Correlations and Fluctuations in p+A and A+A Collisions

July 6 - July 31, 2015


In the last several years a wealth of precision data and new observables probing the collective correlations in nucleus-nucleus (A+A) collisions at RHIC and the LHC have profoundly changed the study of the Quark Gluon Plasma (QGP). The observed correlations provide an extraordinarily detailed test of the hydrodynamic description of heavy-ion collisions, and promise to strongly constrain the transport properties of the QGP. The new observables which probe rare events, mode mixing, flow fluctuations, and higher harmonic flows, are necessarily complex and must be organized and systematically studied in order to realize the full potential of these measurements.

In addition, the observation of very similar correlation patterns in extremely high multiplicity proton nucleus (p+A) events suggests that hydrodynamics may play an important role in very small QCD systems. However, it is unclear whether the hydrodynamic gradient expansion developed for A+A collisions is applicable in such small systems. The p+A events can be used to study limitations of the hydrodynamic approach, and to parameterize the appropriate initial conditions for A+A. The observed long range correlations in high multiplicity p+A are so similar to the A+A results that is difficult to believe that the source of the observed correlations is different in the two colliding systems. Thus, if the gradient expansion does not converge in p+A, then the applicability of hydrodynamics in A+A must be reexamined.

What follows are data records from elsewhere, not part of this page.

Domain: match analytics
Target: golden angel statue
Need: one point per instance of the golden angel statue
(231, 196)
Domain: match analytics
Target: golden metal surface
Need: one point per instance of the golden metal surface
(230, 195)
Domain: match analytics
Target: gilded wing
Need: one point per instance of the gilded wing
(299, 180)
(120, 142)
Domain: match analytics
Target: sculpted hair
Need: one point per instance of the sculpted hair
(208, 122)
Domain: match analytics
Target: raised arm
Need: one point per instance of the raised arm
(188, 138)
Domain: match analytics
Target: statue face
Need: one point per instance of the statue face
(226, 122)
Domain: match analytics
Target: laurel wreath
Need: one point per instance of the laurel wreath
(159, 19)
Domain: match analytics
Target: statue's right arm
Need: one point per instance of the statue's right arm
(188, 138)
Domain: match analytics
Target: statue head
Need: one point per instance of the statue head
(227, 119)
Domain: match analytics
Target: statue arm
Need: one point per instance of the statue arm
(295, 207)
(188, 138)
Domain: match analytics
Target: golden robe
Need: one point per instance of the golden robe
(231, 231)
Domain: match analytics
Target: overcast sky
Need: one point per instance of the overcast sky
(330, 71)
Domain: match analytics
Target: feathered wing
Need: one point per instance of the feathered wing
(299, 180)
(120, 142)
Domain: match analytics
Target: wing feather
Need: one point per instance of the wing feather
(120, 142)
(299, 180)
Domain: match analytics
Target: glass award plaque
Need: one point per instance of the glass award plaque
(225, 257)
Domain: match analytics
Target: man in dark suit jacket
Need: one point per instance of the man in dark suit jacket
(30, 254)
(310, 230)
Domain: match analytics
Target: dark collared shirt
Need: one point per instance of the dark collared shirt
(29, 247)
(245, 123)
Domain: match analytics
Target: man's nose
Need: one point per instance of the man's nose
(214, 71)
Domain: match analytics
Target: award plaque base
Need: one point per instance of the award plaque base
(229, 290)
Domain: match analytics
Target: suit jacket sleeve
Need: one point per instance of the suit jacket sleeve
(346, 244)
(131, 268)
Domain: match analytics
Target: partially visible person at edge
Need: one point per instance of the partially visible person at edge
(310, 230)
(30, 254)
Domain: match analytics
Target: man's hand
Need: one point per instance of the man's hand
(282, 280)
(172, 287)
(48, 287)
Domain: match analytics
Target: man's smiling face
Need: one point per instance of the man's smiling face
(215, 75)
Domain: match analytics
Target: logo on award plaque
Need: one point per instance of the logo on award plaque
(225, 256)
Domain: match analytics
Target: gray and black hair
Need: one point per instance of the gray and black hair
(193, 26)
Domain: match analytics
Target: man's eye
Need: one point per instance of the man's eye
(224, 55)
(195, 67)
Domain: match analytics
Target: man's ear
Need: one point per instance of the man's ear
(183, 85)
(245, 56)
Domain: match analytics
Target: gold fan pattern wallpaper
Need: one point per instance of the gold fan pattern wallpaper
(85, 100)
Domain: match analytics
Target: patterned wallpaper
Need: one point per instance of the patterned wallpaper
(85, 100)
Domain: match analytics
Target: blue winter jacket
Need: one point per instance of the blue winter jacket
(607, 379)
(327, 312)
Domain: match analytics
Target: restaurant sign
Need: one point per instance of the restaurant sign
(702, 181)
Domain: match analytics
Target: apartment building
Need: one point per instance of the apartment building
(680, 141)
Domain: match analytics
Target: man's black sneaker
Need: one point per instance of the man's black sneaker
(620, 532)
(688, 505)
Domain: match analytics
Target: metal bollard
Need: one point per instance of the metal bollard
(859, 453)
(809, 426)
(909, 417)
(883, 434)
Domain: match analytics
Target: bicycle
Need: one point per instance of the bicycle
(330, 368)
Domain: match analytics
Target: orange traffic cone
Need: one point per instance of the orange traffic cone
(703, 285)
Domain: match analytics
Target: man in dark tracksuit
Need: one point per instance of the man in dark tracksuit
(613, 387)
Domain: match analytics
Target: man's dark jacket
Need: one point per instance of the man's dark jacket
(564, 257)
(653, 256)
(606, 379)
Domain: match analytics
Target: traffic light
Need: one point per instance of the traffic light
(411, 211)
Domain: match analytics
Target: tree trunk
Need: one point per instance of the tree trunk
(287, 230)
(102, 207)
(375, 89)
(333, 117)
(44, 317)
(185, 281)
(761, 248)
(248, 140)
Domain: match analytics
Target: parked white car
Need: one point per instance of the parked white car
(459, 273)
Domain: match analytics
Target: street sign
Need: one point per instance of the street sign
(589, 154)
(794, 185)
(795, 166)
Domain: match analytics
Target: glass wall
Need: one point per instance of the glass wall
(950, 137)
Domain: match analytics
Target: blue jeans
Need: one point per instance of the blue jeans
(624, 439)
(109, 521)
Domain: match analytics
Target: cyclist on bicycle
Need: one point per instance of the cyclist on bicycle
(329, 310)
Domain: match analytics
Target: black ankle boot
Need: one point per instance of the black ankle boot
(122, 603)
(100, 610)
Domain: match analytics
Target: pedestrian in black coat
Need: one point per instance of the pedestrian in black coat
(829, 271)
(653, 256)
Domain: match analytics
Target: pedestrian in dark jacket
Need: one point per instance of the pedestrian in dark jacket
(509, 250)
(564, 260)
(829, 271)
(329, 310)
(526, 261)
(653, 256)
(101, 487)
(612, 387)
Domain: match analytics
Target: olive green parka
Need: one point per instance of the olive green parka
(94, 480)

The correlations observed in high multiplicity p+A collisions have also been analyzed within the framework of the Color Glass Condensate (CGC), where these correlations are built into the initial wave functions of the incoming nuclei. The CGC reproduces many of the qualitative features of the measurements. However, the challenge for the CGC is to reproduce the full range of correlation measurements in p+A such as the higher order harmonics and the multiplicity dependence of the observed angular correlations.

To compare the hydrodynamic theory in A+A to the measured correlations, the initial state fluctuations must be inferred from a reasonable microscopic model. The CGC has been used to model the fluctuating hydrodynamic initial conditions, and such hybrid models are remarkably successful in reproducing the higher harmonic flows observed in A+A collisions. It is currently unclear if the full framework of the perturbative saturation is necessary to reproduce the measured correlations, or if these correlations are simply indicative of subnucleonic fluctuations which can be constrained by a few moments measured in p+p and p+A collisions.

The program will focus primarily on understanding the correlations measurements, and improving the theoretical descriptions that make direct contact with these measurements. Approximately one third of the talks should be experimental, and the theoretical talks should directly address the measured data.